President Coolidge's speech commemorating Lindbergh's solo flight across the Atlantic

On June 11, 1927, President Calvin Coolidge awarded Charles Lindbergh the first Distinguished Flying Cross Medal for his transatlantic flight. Before his flight on May, 20, 1927, six pilots had died trying to cross the Atlantic to win the $25,000 Orteig Prize.  He left New York in the Spirit of St. Louis and the 3,600 mile flight lasted 33 hours and 30 minutes.  When he arrived in Paris, he became the first pilot to fly solo nonstop from New York to Paris. You can listen to the president and Lindbergh speak below.

Further reading
Lindbergh Flies the Atlantic, 1927
May 21, 1927 | Charles Lindbergh Flies Solo Across the Atlantic

May 8, 2013

Vintage Video: The Buffer Belt

The buffer belt was a Paris novelty that women tied around their waists.  It was designed to keep men and women apart while dancing.  I have to say, it's kind of a weird contraption, and based on the title card ("Every day in every way Continental dances get closer and closer, so the Paris Eves have just started "Buffer States" of their own") seemed to be more of a chastity belt substitute than a device that improved dancing.  This clip was filmed in about 1925 or 1926.

May 4, 2013

Kentucky Derby Day

Since today is the 139th Kentucky Derby I thought I’d write a little about some of the Derby’s history.

In some ways, things haven’t changed much. Tens of thousands of people would go to the track at Churchill Downs. The crowd started to appear early in the week in their cars or on trains. Special trains came in from cities like New York and Cincinnati. Hotels were usually fully booked. The Brown Hotel, which opened in 1923, was popular with visitors. The Derby was a fashion parade where some women went to show off their style. A single dressmaker could have orders of up to 1,500 dresses. Women wore dresses or, if they were more fashion forward - a suit with a jacket. Hat and gloves were also fashionable.

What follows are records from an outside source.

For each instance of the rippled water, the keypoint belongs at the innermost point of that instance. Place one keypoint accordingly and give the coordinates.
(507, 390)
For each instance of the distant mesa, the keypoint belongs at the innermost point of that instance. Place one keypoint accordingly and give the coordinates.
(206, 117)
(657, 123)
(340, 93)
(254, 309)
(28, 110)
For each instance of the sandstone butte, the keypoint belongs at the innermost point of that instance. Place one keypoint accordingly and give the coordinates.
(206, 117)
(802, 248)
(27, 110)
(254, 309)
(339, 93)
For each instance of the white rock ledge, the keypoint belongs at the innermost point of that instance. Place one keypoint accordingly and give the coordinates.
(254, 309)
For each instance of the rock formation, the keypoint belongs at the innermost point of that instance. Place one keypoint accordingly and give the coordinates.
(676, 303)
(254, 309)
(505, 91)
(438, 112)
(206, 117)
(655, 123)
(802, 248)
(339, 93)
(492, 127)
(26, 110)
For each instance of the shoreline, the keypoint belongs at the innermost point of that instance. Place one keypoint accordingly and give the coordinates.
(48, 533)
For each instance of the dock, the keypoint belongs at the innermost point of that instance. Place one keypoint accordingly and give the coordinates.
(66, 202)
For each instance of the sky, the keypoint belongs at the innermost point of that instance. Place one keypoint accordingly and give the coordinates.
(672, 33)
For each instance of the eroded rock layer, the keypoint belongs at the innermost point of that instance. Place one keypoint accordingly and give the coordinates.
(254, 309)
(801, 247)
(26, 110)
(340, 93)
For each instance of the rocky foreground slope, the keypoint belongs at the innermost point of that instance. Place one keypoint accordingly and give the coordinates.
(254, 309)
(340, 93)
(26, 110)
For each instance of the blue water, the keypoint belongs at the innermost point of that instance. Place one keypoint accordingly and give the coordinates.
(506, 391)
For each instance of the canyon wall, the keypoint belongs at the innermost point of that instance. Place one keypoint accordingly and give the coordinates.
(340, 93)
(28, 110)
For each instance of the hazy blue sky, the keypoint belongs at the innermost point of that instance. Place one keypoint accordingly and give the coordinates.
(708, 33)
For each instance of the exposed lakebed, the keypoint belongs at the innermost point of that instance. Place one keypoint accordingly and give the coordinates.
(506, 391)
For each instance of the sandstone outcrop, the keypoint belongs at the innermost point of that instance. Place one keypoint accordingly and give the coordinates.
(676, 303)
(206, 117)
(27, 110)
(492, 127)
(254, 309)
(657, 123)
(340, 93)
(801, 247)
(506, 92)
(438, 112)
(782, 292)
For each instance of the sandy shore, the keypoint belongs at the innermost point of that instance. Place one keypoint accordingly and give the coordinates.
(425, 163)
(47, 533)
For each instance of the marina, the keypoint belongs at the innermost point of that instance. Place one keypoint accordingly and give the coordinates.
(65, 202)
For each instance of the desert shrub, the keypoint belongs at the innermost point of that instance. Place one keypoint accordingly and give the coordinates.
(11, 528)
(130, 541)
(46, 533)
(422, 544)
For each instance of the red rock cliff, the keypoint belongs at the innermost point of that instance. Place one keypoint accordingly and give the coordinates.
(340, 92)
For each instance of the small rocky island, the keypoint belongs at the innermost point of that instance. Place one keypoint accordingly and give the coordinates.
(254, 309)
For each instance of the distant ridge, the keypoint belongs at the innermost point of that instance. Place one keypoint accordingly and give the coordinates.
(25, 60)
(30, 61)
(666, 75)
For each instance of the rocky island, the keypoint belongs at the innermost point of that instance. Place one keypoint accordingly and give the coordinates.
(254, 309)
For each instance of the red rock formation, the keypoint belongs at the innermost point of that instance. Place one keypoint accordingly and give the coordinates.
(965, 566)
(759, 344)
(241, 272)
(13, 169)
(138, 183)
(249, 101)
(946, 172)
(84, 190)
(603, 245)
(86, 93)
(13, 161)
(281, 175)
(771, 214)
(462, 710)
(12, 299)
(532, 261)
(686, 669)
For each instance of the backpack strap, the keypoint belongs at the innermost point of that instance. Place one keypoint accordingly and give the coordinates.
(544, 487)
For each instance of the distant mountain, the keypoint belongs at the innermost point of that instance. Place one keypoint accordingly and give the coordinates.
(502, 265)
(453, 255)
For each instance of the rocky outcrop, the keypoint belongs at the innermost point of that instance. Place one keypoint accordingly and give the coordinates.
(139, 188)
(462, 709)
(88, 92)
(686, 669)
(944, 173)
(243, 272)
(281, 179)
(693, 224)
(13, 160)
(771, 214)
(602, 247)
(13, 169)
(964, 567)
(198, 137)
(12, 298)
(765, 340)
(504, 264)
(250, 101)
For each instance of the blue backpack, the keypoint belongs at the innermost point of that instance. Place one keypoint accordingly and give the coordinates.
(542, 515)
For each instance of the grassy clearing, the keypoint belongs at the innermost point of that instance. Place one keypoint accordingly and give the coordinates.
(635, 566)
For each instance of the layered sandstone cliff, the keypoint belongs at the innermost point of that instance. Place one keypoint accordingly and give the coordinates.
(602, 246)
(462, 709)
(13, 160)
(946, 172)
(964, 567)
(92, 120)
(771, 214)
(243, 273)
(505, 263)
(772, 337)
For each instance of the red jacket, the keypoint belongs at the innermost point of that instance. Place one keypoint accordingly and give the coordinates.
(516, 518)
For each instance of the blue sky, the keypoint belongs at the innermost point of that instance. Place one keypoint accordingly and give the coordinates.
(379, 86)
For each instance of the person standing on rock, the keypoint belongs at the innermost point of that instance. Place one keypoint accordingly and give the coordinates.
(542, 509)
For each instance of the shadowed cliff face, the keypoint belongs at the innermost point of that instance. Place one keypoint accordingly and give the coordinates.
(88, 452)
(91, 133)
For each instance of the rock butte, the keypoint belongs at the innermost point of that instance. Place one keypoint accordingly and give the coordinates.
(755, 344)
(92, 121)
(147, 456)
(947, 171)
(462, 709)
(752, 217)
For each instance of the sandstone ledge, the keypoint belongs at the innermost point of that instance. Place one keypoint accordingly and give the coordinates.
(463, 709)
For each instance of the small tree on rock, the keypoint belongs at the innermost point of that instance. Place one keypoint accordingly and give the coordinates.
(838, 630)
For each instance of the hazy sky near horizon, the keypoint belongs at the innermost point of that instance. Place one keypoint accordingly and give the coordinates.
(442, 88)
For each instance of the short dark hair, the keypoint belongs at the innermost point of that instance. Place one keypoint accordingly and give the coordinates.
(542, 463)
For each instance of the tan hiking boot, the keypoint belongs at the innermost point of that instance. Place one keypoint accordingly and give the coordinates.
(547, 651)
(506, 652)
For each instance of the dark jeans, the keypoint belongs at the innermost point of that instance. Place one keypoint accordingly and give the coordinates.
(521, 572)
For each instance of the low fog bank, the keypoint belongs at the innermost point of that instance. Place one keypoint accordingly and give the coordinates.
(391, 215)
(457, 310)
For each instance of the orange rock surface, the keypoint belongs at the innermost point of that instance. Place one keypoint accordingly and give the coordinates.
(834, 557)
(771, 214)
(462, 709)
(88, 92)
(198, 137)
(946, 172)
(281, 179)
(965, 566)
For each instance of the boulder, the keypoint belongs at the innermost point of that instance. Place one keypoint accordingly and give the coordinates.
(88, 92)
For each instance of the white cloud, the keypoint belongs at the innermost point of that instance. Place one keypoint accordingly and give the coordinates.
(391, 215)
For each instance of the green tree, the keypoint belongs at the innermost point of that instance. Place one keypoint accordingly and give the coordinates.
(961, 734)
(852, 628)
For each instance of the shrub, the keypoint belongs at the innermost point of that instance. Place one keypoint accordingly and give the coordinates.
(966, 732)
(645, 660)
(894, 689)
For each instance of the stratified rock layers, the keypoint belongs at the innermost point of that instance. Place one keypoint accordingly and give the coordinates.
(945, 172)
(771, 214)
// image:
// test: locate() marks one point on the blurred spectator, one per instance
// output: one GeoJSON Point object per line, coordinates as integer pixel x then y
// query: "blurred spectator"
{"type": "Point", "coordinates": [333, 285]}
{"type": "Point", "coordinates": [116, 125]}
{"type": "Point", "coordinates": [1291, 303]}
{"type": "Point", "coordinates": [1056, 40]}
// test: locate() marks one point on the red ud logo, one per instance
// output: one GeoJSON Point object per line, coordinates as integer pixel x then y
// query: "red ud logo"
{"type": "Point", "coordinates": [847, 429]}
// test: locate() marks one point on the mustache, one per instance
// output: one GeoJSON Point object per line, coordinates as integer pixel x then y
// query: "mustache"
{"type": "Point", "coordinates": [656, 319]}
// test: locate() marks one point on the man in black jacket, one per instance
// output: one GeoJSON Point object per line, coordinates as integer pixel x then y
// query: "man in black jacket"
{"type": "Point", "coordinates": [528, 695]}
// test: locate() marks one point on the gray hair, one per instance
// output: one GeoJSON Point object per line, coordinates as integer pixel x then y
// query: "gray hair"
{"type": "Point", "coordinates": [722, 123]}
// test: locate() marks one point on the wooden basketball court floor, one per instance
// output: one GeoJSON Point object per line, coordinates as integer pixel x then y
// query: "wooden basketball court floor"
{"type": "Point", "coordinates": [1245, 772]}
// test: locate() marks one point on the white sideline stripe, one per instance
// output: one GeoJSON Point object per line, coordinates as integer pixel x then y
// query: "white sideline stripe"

 Clubhouse view at the 1926 Derby.  [Via]

Some traditions actually started in the 20s. The playing of “My Old Kentucky Home” at each Derby was first recorded in the Louisville Courier Journal in May 8, 1921. Though the exact year the song was first played isn’t certain, a Kentucky owned horse, Behave Yourself, won that year and according to the Courier-Journal,

“To the strains of 'My Old Kentucky Home,' Kentuckians gave vent their delight. For Kentucky triumphed in the Derby.” 

 In 1929, the song was reported to have played repeatedly during the day and was probably first played as the horses gather on the track in 1930. In 1930 to the Philadelphia Public Ledger reported,

"When the horses began to leave the paddock and the song 'My Old Kentucky Home' was coming from the radio, the cheering started." 

A trophy wasn’t introduced until 1922 when the Ben Block, the owner of the champion, Morvich, was given a six-piece gold buffet service. In 1923, the owners of the winning horse Zev, where given an actual trophy. 1924’s winner, Black Gold was given a golden trophy to commemorate the 50th running of the Derby with a Golden Jubilee. The trophy is now thought to be the only solid gold trophy annually presented at a sporting event in America.